5/10動労水戸がストライキ 原発から20㌔圏内 「世界一危険な区間」の運行再開強行するJR

常磐線広野―竜田間 運転再開絶対反対

5/10動労水戸がストライキ

「世界一危険な区間」の運行再開強行するJR

原発から20㌔圏内で運転

 JR水戸支社は、20㎞圏内で避難区域である竜田駅ー広野駅間の運転再開を通告してきた。5月10日からの試運転に対して動労水戸はストライキで抗議し、いわき駅前で抗議行動を行った。動労千葉も長田書記長を先頭に駆けつけた。
JR東日本水戸支社は、全村避難の楢葉町が「6・1帰町宣言」を出すことを想定して運転再会するとしているが、まだ帰町宣言も出ていないし住民誰一人か帰っていない。帰町宣言が本当に出るかどうかもわからない 楢葉町内の放射線量は国が除染の「長期目標」とする毎時0.23マイクロシーベルト(年間1㍉シーベルト)より高い状態が続いている。
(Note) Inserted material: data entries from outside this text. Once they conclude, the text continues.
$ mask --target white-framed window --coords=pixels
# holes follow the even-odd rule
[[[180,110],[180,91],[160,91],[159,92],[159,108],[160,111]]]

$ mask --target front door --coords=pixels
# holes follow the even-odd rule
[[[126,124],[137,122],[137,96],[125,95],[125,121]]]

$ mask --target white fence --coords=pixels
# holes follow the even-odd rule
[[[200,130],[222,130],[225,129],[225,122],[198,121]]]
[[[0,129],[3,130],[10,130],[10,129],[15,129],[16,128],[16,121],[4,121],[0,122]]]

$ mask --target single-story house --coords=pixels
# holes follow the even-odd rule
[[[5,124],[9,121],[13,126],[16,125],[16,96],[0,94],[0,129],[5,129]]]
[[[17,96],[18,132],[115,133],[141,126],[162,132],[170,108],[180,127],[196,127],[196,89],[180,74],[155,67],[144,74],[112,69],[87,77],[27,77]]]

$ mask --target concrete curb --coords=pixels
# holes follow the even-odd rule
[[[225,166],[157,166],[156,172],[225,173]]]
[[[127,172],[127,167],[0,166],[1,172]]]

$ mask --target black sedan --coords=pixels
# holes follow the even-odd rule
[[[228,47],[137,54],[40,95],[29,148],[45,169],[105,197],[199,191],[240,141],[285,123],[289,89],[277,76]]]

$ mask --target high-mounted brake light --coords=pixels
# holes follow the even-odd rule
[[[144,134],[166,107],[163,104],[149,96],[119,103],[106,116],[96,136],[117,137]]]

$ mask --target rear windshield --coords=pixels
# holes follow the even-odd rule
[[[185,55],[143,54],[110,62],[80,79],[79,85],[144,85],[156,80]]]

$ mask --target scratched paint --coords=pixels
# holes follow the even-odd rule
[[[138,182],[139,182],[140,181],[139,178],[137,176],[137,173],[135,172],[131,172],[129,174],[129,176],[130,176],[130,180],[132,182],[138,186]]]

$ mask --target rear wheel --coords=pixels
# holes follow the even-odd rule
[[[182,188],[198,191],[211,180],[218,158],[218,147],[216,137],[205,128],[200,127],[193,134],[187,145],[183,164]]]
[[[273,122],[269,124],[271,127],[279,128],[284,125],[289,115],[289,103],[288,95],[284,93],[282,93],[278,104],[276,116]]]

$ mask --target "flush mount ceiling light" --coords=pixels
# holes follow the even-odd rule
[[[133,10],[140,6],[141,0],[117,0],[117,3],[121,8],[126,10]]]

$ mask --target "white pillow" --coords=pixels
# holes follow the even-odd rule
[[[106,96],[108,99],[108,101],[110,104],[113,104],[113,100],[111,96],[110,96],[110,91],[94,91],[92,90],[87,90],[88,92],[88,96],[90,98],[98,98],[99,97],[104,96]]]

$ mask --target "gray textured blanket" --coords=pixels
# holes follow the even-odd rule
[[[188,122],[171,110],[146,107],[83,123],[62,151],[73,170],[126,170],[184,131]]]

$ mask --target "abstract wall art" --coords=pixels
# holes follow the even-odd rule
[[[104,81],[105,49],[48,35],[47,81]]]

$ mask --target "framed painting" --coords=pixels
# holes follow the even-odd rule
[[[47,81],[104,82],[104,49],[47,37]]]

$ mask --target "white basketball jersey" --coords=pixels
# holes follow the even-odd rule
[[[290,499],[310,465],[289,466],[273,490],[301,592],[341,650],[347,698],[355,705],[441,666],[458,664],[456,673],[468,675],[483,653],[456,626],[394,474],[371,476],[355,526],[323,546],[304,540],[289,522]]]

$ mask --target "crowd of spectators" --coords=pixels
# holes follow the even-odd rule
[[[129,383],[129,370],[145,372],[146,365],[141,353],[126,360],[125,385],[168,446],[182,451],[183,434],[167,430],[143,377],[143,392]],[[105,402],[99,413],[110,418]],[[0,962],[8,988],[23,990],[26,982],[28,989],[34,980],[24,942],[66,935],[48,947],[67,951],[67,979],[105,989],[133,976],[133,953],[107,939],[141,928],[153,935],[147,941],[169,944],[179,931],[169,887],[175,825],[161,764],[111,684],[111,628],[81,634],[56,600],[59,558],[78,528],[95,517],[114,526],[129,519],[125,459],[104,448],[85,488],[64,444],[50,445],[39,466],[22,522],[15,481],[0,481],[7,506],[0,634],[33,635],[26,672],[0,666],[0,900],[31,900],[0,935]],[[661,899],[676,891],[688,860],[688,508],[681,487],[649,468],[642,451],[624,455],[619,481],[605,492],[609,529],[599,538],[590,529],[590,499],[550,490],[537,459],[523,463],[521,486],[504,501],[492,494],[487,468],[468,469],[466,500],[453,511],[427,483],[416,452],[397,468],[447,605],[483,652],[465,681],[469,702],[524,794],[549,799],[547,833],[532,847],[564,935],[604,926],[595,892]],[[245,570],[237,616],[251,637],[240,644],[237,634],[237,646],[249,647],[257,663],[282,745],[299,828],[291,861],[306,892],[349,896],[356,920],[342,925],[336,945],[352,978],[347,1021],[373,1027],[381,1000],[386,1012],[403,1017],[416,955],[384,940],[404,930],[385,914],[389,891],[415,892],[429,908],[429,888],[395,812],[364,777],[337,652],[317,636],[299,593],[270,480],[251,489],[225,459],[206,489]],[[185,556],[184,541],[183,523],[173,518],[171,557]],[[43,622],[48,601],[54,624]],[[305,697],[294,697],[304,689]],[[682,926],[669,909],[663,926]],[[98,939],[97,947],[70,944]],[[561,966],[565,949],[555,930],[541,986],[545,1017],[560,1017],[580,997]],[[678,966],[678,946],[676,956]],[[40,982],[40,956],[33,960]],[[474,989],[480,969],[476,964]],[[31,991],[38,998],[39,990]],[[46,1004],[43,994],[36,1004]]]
水戸支社は「沿線の除染は完了した」と言っているが、放射性物質は周辺の広範囲に厳然として存在し、除染をしても数ヶ月もすれば元の値に戻ってしまうというのは現地では常識だ。
そして何よりも、原発事故は依然として収束していない。4号機の燃料棒取出しは一つ誤れば大事故に至る作業であり、メルトダウンした炉心は廃炉への道筋さえ定まらず、膨大な汚染水も増える一方だ。こうした中で原発から20㌔圏内に進入し列車を運転することは、労働者、利用者を原発の不測の事故や、被ばくの危険にさらすことを意味する。そしてJRは、高濃度放射能汚染地帯を走らせるのに安全対策は何もない。

被爆を強制する運転再開

 避難している楢葉町の町民も、町主催の懇談会で、「除染の目標値を達成してから帰還を考えるべきだ。安心して生活できないのになぜ急ぐのか」と、国や自治体やJRの帰還強制に怒りの声が上がっている。鉄道が再開すれば、「避難地域での生活はあきらめろ。被爆線量が高いくても帰れ」という圧力が高まることは必死だ。労働者と乗客の命と健康を守るために闘うことは、労働組合の社会的使命だ。今回の動労水戸の闘いは、地元マスコミも大きく取り上げた。原発・放射能とたたかう住民運動の展望をも大きく切り開いている。